Being with someone from a different background has opened my eyes, I would've bought and already had it. She said I could do some good with my money, my family is going to begin giving to people affected by the pandemic but it's really just to make us look good.
My dad didn't just wake up and feel like helping people. She says do that if I want to spend. We gave her car to someone who lost their job and it made her feel really good.
Good for you! On a side note make sure you know eachother's love languages. It sounds like you show love by giving, but you want to make sure that you show her love in her love language.
I don't care how much it costs or how everyone involved feels about expensive gifts: buying a car for someone without their input is just a bad idea, period.
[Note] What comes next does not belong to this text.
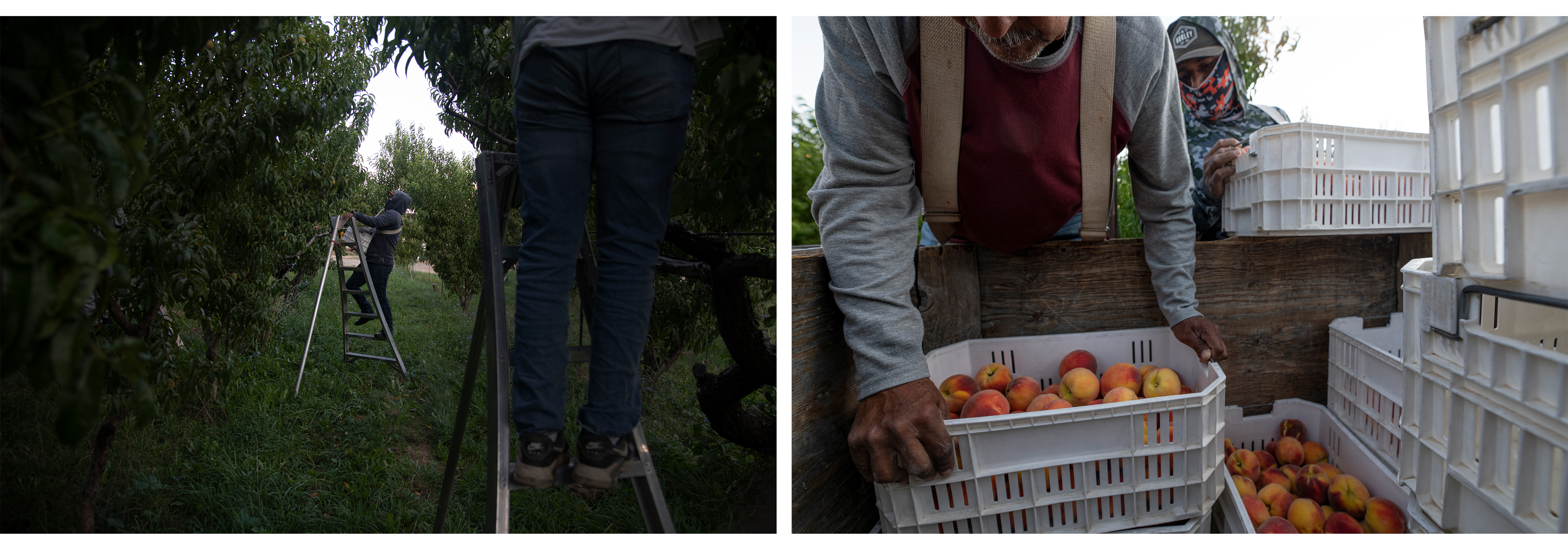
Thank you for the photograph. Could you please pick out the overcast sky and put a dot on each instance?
(1366, 71)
I feel like after the first expensive gift is when they should’ve had the conversation about how the expensive gestures made her feel. I had an ex who liked those kinds of gestures and I personally hated it bc he was buying me something that I wanted to give to myself, and after he bought me that expensive thing I had that talk with him. Did the relationship work? No. Did he stop buying me jewelry? Yes, thankfully.
Actually I understand the disconnect. Nobody is the bad person here. Maybe it’s easier if people think of this as a cultural difference. Because we are very much seeing two different cultures in collision here.
And it’s not necessarily a red flag to work on that kind of relationship. OP sounds genuinely in love here and went with what she wanted in the end. He’s clearly not a snob. Just totally different cultures that give meaning to objects in different ways.